Launch with Less: What is a Minimum Viable Product (MVP)?

The idea to create a minimum viable product comes from the book The Lean Startup by Eric Ries. We covered the book in my entrepreneurship course in graduate school (one of my favorite courses) and I do recommend reading The Lean Startup if you plan to launch your product to the market using a test-and-learn or agile methodology.

The concept behind developing a minimum viable product is fairly simple. Develop a pared-down version of your offering and launch it to the market before you are ready so that you can solicit feedback from your audience about how to improve your offering, while also making some money to reinvest into your business. Two key elements of the MVP methodology are to launch early with a pared-down version of your product and to launch to a smaller audience so that you can gain feedback without risking over-exposure.

In practice, the hardest part of the process is determining when you are ready to launch and what comprises your MVP. Most experienced entrepreneurs and business coaches will tell you to launch before you feel that you are ready. I agree with this advice. Launch your beta test as early as possible. By all means, create a prototype and test it before running a beta test. Make adjustments to your offering. If those adjustments are more than 40% of your product, you might even want to conduct another round of testing.
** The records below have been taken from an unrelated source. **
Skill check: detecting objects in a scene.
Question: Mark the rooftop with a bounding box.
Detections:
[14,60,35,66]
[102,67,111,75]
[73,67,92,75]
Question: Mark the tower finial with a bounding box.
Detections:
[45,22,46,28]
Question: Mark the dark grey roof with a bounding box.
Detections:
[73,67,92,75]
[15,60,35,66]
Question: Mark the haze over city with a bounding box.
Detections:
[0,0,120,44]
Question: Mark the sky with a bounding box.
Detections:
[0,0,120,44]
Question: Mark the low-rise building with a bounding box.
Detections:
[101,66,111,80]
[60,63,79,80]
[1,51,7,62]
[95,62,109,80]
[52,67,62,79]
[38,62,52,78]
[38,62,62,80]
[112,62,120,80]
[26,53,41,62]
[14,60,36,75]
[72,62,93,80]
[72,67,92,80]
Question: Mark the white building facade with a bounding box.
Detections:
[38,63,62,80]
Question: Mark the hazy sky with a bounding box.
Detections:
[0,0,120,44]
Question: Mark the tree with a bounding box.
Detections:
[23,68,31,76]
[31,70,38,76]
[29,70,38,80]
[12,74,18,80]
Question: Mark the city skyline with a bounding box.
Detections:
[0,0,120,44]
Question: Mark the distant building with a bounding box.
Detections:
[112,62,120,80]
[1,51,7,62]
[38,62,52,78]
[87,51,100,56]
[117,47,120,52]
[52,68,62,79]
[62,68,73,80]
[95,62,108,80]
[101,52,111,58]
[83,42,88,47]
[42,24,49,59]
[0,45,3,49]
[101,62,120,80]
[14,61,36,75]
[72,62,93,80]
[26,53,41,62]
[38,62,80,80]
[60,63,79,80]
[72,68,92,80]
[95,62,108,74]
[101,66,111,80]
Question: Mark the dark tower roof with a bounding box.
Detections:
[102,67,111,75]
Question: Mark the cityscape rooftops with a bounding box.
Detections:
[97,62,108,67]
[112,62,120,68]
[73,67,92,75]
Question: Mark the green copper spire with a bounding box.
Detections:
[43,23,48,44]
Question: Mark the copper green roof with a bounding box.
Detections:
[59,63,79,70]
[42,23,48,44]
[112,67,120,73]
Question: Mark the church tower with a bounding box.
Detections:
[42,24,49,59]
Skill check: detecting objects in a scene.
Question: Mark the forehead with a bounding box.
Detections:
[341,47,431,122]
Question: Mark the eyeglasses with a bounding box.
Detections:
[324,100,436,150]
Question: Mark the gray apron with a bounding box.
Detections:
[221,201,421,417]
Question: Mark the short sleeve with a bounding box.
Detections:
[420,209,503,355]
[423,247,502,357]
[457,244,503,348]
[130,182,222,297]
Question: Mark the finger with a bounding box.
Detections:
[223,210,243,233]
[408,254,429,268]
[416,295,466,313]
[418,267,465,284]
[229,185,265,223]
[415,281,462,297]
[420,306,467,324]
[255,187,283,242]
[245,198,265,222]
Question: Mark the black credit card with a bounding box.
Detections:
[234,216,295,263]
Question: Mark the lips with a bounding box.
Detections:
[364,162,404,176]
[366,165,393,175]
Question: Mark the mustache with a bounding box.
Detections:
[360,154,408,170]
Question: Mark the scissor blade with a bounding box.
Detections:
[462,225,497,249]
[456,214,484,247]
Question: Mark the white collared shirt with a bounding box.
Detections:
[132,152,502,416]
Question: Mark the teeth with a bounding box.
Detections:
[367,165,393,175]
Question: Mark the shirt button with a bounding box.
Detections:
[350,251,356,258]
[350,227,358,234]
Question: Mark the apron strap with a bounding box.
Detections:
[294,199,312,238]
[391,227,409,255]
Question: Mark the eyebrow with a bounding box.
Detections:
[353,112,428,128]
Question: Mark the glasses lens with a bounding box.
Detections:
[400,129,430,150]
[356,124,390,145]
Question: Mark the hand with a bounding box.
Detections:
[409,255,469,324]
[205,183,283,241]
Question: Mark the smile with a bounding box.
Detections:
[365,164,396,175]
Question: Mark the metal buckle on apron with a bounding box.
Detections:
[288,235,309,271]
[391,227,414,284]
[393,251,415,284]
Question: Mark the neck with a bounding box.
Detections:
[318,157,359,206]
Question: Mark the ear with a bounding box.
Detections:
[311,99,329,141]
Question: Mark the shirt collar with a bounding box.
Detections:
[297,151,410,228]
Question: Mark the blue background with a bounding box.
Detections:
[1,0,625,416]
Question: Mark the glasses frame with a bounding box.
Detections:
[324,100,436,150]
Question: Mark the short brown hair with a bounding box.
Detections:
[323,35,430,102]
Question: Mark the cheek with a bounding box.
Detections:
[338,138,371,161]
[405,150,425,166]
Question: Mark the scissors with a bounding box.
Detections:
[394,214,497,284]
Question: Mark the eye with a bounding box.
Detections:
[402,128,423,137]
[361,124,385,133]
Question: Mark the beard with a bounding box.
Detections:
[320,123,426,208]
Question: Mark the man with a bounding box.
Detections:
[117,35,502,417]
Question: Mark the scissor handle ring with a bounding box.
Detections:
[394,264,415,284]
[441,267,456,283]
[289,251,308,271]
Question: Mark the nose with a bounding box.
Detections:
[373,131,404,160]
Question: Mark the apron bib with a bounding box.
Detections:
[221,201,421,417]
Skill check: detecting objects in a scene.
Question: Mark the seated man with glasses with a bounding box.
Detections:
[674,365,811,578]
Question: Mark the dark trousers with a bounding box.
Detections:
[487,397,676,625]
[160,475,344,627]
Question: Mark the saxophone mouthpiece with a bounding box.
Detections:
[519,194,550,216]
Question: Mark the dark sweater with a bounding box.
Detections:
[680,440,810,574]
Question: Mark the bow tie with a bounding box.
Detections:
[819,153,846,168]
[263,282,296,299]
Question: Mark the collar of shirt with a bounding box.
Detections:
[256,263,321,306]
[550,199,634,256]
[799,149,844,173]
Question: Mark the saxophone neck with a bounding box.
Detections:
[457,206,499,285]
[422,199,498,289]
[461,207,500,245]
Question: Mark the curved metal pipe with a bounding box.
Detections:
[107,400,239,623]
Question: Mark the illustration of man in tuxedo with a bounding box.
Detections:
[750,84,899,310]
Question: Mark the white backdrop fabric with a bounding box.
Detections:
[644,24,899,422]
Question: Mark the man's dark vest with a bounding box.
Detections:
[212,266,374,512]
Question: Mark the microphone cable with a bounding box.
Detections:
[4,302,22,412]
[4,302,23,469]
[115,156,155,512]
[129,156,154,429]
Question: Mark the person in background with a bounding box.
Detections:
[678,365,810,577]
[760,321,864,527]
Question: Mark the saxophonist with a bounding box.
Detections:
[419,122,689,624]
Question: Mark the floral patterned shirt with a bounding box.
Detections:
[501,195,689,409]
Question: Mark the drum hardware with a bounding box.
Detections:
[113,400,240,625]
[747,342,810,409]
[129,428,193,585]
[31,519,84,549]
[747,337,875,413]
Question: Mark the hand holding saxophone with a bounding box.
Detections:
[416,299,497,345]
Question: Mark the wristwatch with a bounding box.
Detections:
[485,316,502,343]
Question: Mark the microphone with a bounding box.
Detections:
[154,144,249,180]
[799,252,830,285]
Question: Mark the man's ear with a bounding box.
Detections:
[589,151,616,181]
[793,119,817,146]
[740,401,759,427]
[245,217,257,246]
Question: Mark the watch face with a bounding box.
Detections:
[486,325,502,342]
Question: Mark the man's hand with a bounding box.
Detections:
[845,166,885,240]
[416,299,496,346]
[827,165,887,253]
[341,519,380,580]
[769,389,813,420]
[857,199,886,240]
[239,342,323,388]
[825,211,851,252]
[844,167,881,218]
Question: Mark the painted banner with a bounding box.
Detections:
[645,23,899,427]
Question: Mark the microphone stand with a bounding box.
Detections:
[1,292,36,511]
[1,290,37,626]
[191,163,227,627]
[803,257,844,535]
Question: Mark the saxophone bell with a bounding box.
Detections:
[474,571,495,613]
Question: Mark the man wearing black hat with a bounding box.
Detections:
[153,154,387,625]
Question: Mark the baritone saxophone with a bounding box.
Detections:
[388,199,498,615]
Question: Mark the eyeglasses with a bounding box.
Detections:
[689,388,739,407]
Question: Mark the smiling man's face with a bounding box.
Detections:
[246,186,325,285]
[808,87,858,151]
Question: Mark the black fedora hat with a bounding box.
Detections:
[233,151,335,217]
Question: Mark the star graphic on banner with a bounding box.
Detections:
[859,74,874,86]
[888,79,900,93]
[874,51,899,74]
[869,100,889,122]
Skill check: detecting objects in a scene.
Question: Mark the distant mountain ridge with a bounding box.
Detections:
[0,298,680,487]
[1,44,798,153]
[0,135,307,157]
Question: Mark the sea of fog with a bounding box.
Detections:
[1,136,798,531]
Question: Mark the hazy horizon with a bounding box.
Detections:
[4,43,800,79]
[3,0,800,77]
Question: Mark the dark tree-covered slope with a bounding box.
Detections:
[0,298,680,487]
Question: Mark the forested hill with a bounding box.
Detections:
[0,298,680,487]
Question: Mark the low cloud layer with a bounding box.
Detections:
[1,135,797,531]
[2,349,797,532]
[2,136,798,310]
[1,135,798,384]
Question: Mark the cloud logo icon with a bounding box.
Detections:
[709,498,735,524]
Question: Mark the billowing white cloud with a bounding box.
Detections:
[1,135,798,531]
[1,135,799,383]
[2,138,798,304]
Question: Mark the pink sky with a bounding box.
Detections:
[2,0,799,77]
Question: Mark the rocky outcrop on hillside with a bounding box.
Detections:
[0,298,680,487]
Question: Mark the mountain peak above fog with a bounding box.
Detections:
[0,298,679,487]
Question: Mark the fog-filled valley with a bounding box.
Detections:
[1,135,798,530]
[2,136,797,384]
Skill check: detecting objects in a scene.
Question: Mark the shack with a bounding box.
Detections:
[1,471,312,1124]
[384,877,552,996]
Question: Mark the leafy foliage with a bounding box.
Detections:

If not, you might be ready for a beta launch. As a general rule... No first version is the final version. If you wait until your product is truly market ready, it's possible that you will invest too much into something that will change a lot between your first and second launch.

Launching to a small audience for a beta test is fairly easy for a small business that is just starting out. You likely haven't built up a huge following yet anyway. You can leverage the small audience that you have as your initial beta and gather feedback from those initial customers. The process only works if you are open to the feedback that you receive and willing to make timely improvements to your products and services, but if you can offer incremental improvements to these initial customers, you will probably also earn their loyalty and trust.